On pourrait penser que c'est un private joke. 4 Parisiens qui sortent leur premier LP en plein confinement mondial. L'album s'appelle Anthology (comme si c'était un best of, et pourtant c'est leur première galette), et ils se prénomment I Love My Neighbours en ces temps où la tête du voisin est plus souvent visible que celle de ton barman ou cuistot préféré. Ah ben tiens ! En bon inspecteur Colombo de pacotille que je suis, trop facile d'imaginer la genèse de tout cela. Entre 2 apéros Whatsapp, 3 recettes de gâteaux au citron, les 4 gaziers bloqués à la capitale se mettent à parler musique, à imaginer un album conceptuel écrit pendant le Home Sweet Home général, pondent un album qui restera le résultat de ce processus particulier, et choisissent comme nom I Love My Neighbours pour bien coller à l'actualité. Sauf qu'à l'écoute des 10 tracks, on est bien loin d'un DIY monté entre le salon et la cuisine, même très très loin. Et le baltringue d'inspecteur Colombo peut aller rejoindre ses poteaux dans son EHPAD préféré, parce qu'il a tout faux.
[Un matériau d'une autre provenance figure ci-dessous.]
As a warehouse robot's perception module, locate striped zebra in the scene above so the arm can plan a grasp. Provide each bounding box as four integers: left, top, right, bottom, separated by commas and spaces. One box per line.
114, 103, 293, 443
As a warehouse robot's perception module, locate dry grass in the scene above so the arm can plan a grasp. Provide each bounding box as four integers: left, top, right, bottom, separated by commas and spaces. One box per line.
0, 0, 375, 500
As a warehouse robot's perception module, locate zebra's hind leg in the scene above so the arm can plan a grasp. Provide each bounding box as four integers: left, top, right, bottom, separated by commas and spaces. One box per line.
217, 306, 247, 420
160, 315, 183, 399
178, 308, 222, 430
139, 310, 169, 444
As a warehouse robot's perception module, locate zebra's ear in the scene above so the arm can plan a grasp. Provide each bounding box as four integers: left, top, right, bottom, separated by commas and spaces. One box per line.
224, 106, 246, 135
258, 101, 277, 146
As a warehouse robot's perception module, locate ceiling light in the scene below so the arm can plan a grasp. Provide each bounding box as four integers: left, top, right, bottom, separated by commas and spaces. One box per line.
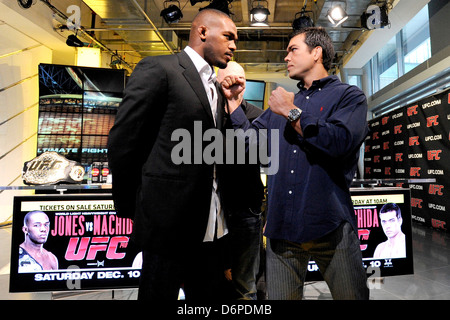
250, 1, 270, 26
327, 5, 348, 27
17, 0, 36, 9
160, 0, 183, 23
361, 4, 389, 29
66, 34, 84, 47
292, 11, 314, 30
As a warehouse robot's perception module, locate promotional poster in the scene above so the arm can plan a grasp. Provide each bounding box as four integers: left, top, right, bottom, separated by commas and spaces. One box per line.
10, 194, 142, 292
307, 188, 414, 281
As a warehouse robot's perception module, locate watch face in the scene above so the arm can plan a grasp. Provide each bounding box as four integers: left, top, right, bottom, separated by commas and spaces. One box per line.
288, 109, 301, 122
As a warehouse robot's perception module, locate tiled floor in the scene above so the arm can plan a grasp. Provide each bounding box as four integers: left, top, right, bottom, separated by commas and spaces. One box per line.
0, 224, 450, 300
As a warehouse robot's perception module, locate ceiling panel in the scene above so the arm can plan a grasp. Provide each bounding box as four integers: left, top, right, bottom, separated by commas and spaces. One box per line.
84, 0, 371, 68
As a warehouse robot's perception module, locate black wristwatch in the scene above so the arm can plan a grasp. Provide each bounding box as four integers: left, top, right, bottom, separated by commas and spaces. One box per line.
288, 108, 302, 122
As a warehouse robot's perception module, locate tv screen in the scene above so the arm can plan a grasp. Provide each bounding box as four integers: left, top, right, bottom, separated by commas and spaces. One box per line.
37, 64, 126, 167
307, 188, 414, 280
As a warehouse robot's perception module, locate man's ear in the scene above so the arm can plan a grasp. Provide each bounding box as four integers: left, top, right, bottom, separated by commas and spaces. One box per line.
197, 25, 208, 42
314, 46, 323, 61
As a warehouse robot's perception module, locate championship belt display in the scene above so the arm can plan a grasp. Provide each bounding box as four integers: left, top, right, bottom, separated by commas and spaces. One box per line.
22, 151, 84, 185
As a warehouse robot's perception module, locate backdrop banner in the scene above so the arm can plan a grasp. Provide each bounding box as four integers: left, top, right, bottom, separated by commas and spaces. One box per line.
364, 90, 450, 232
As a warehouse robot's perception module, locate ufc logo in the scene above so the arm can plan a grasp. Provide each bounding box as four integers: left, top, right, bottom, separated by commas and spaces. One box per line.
358, 229, 370, 251
409, 136, 420, 146
427, 150, 442, 160
394, 124, 403, 134
428, 184, 444, 196
431, 219, 447, 230
409, 167, 421, 177
411, 198, 423, 209
406, 105, 419, 117
427, 115, 439, 128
En réalité, cela fait 14 ans qu'I Love My Neighbours existe. Sont-ils des adorateurs de la procrastination ou des perfectionnistes hardcore pour ne jamais rien avoir proposé auparavant ? Il faudra leur poser la question. En tout cas, leur réponse est impeccable. Ce premier LP de 10 titres semble sonner comme l'album référence pour un groupe, celui qui fait suite à plusieurs EP et démos, celui qui imprime son style, aligne les tracks imparables et sonne comme la première pierre d'un monument en devenir. Et musicalement dans tout ça ? Du bon rock avec un peu de pop juste comme il faut. Chaque track a sa texture personnelle, travaillée et affûtée. D'un "Hello" pop rock à la mélodie accrocheuse, un "Now sing" plus posé, un "uptight" plus hargneux, un "Horizon" plus pesant, un "James" qui souffle le chaud et le froid. Chanté en anglais avec une voix perchée et intense, accompagnée de guitares souvent intrusives sans être agressives, et d'un clavier savamment dosé. I Love My Neighbours est le Guillaume Tell de la chanson rock, il fait mouche à chaque carreau.
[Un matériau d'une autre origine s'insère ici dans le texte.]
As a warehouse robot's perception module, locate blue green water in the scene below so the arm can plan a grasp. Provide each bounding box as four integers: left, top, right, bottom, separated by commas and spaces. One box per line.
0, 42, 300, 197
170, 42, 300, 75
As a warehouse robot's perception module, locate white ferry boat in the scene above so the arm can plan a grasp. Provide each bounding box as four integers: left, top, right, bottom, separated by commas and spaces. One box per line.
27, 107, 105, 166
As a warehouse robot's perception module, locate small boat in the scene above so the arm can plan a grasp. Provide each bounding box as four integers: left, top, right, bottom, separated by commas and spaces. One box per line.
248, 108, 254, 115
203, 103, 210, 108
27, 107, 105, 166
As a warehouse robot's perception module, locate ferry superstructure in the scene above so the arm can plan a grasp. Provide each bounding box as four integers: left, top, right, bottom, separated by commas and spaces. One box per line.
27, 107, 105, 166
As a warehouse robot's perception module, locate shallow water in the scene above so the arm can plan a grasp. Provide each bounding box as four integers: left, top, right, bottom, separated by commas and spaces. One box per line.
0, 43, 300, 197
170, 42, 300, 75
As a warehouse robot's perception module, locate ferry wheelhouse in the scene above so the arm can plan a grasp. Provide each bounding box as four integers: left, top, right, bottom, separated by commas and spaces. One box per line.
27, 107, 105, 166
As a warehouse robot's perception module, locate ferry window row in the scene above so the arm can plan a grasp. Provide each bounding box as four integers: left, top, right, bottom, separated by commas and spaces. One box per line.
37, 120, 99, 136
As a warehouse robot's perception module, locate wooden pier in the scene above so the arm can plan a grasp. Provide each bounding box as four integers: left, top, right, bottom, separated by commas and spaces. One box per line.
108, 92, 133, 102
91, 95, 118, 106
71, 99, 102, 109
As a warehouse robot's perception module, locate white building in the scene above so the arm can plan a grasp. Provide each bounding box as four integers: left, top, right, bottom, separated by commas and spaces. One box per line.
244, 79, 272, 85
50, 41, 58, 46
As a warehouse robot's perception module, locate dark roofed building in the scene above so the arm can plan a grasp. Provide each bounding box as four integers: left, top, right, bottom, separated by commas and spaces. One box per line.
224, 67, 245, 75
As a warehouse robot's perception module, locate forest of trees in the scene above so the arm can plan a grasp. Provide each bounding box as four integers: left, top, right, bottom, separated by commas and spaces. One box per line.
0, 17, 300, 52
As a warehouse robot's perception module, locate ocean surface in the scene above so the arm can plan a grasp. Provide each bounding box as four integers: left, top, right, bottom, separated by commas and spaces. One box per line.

14 ans d'attente pour une première galette, c'est long. Il y a bien eu un EP Should we write a single ? il y a quelques années, mais bon, même Tool est plus rapide, c'est dire. On espère que le prochain LP ne s'appellera pas La Pléiade et qu'il sortira avant 2034, car ce serait dommage de partir sur une pareille fréquence.